Mój przepis, który jest uniwersalny od wieków - im mniej, tym lepiej!
Główną rolę gra zawsze cera. Kiedy będzie ujednolicona, wszystko wygląda lepiej, a wtedy i My czujemy się pewniej. Bardzo pozytywnie zaskoczył mnie podkład Hean Matte&Cover, którego próbkę otrzymałam przy ostatnim zamówieniu.
Rozprowadza się jak krem. Ładnie wygląda na buzi, nie tworzy maski, jest lekki, a jednocześnie kryje na tyle, że nie muszę nigdzie dokładać kolejnej warstwy.
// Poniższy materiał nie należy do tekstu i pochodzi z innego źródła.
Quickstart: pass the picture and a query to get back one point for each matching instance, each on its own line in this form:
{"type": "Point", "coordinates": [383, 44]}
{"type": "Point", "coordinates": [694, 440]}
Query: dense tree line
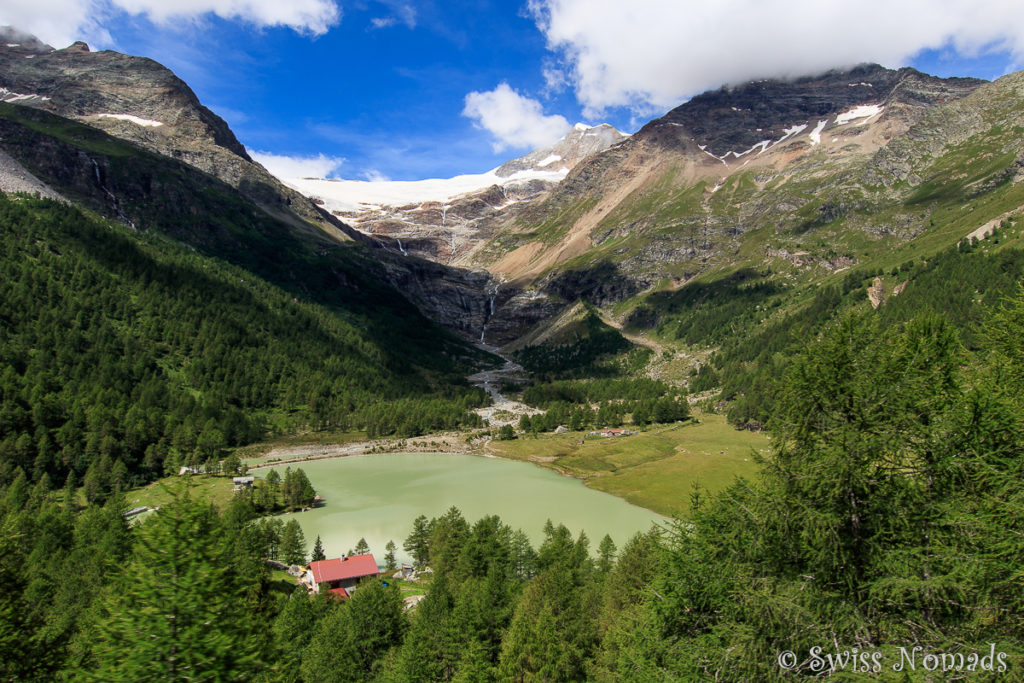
{"type": "Point", "coordinates": [125, 355]}
{"type": "Point", "coordinates": [888, 514]}
{"type": "Point", "coordinates": [602, 402]}
{"type": "Point", "coordinates": [951, 283]}
{"type": "Point", "coordinates": [592, 342]}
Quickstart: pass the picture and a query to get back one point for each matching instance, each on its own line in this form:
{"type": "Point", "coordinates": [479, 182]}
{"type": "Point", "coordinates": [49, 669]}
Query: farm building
{"type": "Point", "coordinates": [339, 575]}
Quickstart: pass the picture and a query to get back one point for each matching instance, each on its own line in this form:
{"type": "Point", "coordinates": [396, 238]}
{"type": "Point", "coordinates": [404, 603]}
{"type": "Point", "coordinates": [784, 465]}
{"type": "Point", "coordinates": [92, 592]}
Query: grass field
{"type": "Point", "coordinates": [655, 469]}
{"type": "Point", "coordinates": [162, 492]}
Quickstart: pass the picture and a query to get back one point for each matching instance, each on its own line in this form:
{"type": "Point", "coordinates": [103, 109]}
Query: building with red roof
{"type": "Point", "coordinates": [341, 572]}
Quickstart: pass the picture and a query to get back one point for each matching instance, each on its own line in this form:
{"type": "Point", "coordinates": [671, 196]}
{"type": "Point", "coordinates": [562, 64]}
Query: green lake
{"type": "Point", "coordinates": [378, 497]}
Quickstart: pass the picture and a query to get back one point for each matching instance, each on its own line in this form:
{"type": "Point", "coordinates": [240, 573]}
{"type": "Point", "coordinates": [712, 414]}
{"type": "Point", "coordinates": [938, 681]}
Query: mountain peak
{"type": "Point", "coordinates": [580, 142]}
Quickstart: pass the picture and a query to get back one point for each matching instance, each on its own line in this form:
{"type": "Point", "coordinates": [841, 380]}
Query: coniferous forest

Kolor 303 Natural jest dla mnie odrobinę za ciemny, ale pobawiłam się z nim ciutek i dałam radę.
Jako pudru wykańczającego użyłam również produktu Hean - bambusowego transparentnego pudru fixującego. Kosmetykiem osiągamy ładny mat, ale nie jest to "płaski" efekt - naturalny, a to najważniejsze!
Zdrowa cera ma rumieńce, tak? Tak! Proponuję brzoskwiniowe odcienie, które dodają dziewczęcej lekkości makijażowi. Użyłam wypiekanego różu Milani w kolorze 05 Luminoso, którego ostatnio bardzo sobie upodobałam...
...oraz mojego ulubionego pędzla Elite Models.
Usta potraktowałam lekko różowym prawie transparentnym błyszczykiem Paese Colore Mio nr 504, który dopełnia całość.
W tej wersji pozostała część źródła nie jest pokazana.